Я по-прежнему жил в Эджвере и ездил на работу по Северной линии. И вот как-то вечером по дороге домой – мы только что проехали Юстон, и половина вагона вышла – я рассматривал пассажиров поверх «Ивнинг Стандард», думал, кто они такие, кто они на самом деле, внутри: стройная чернокожая девушка, рьяно строчившая в блокноте, миниатюрная старушка в зеленой бархатной шляпке, девочка с собакой, бородатый мужик в тюрбане…

Поезд остановился в тоннеле.

Ну, это мне так показалось: я решил, что поезд остановился в тоннеле. Стало очень тихо.

А потом мы проехали Юстон, и половина вагона вышла.

А потом мы проехали Юстон, и половина вагона вышла. А я рассматривал пассажиров в вагоне и думал, кто они на самом деле, внутри, и поезд остановился в тоннеле, и стало очень тихо.

А потом поезд дернуло так резко, что я подумал – в нас врезался другой поезд.

А потом мы проехали Юстон, и половина вагона вышла. А потом поезд остановился в тоннеле, и стало…

(«Восстановительные работы уже ведутся», – прошептал голос у меня в голове.)

На этот раз, когда поезд замедлился перед Юстоном, я заподозрил, что схожу с ума: я как будто попал в видеозапись, которую гоняют рывками вперед-назад. Я понимал, что творится, но ничего, ничегошеньки не мог изменить, не мог вырваться из этой петли.

Чернокожая девушка, сидевшая рядом, сунула мне листок из блокнота. На листке было написано: МЫ ВСЕ УМЕРЛИ?

Я пожал плечами. Я не знал. Нормальное объяснение, не хуже любого другого.

Весь мир медленно побелел.

У меня под ногами не было пола, над головой тоже ничего, никакого ощущения ни пространства, ни времени. Я был в каком-то белом месте. И не один.

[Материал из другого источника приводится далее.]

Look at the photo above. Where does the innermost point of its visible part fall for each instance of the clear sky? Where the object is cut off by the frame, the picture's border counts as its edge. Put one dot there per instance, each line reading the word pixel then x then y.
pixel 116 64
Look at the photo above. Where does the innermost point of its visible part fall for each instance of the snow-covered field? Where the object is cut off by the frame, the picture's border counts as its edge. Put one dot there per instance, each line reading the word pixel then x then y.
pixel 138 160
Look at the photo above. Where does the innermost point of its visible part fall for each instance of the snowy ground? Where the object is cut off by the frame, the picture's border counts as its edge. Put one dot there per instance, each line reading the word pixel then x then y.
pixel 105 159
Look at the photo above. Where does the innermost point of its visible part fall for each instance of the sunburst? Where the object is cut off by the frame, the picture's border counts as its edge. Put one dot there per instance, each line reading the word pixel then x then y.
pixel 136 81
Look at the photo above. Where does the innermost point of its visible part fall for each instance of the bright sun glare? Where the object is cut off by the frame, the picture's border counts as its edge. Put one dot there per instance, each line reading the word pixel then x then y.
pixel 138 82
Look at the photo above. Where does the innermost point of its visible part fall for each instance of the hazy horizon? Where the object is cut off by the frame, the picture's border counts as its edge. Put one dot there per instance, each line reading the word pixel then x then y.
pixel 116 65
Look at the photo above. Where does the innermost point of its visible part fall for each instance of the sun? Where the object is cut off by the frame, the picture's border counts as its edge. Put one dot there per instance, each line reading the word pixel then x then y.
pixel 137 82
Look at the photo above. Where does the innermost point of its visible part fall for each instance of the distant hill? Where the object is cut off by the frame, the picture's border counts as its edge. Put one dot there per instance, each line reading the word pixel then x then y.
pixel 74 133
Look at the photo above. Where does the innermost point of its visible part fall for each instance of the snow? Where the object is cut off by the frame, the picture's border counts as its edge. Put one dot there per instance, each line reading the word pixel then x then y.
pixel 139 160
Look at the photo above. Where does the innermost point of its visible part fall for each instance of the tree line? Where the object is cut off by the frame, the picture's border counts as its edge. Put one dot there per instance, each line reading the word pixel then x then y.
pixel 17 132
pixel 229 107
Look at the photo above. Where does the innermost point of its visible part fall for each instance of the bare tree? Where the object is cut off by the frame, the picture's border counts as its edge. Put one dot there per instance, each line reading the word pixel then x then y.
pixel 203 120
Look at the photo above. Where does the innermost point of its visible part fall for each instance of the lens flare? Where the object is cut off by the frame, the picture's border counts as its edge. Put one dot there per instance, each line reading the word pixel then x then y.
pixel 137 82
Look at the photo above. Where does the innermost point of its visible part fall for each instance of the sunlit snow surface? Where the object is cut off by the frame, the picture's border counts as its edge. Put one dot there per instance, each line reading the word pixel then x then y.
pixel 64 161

– Опять ты? – сказал человек в роговых очках с толстыми стеклами и дорогом элегантном костюме – может, «Армани». – Гигант. Мы же только что виделись.

– Это вряд ли, – сказал я.

– Полчаса назад. Когда в центральный процессор снаряд попал.

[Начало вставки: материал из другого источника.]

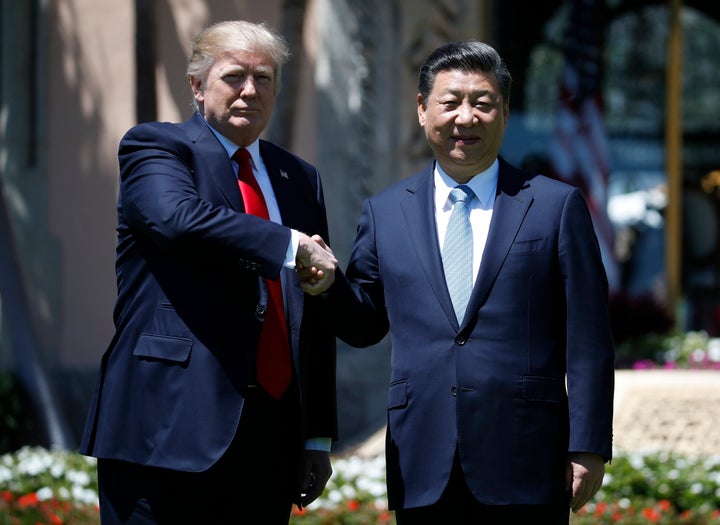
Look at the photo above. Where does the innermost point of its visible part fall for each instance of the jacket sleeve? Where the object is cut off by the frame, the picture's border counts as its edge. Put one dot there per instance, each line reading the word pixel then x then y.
pixel 590 348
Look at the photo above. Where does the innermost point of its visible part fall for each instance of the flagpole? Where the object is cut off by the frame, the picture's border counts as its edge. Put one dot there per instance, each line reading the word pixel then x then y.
pixel 673 158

– В магазине ковров? Это было давно. Полжизни прошло.

– Тридцать семь минут назад. С тех пор мы работаем в ускоренном режиме, ставим «заплаты» где можем и пытаемся все наладить.

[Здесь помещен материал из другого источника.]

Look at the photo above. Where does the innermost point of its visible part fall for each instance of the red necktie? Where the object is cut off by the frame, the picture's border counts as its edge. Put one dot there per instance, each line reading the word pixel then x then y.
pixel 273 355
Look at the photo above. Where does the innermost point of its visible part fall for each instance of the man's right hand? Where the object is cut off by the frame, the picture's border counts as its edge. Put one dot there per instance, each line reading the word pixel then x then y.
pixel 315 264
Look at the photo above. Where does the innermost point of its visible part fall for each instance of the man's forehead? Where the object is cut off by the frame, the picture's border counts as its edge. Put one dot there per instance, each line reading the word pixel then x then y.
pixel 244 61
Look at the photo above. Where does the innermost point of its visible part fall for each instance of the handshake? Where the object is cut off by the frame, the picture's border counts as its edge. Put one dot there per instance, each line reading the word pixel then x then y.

– Кто запустил снаряд? – спросил я. – Русские? Иранцы?

– Инопланетяне, – ответил он.

– Это что, шутка?

– Да вроде нет. Мы уже триста лет засылаем зонды в космос. Похоже, кто-то нас отследил. Мы узнали, когда ударил первый снаряд. На ликвидацию последствий ушло больше двадцати минут. Поэтому мы и включили ускоренный режим обработки данных. У тебя не было ощущения, что последние десять лет пролетели как одно мгновение?

– Да, пожалуй.

– Теперь ты знаешь, почему. Мы работаем в ускоренном режиме, пытаясь поддерживать реальность в привычном виде, пока основная нагрузка лежит на сопроцессоре.

– И что вы намерены делать?

– Контратаковать. Уничтожим их базу. Но, боюсь, это займет какое-то время. У нас нет подходящих машин. Их еще надо построить.

Окружающая белизна пошла пятнами, расплылась темно-розовым и тускло-красным. Я открыл глаза. В первый раз. Взгляд задохнулся. Чересчур это было мощно.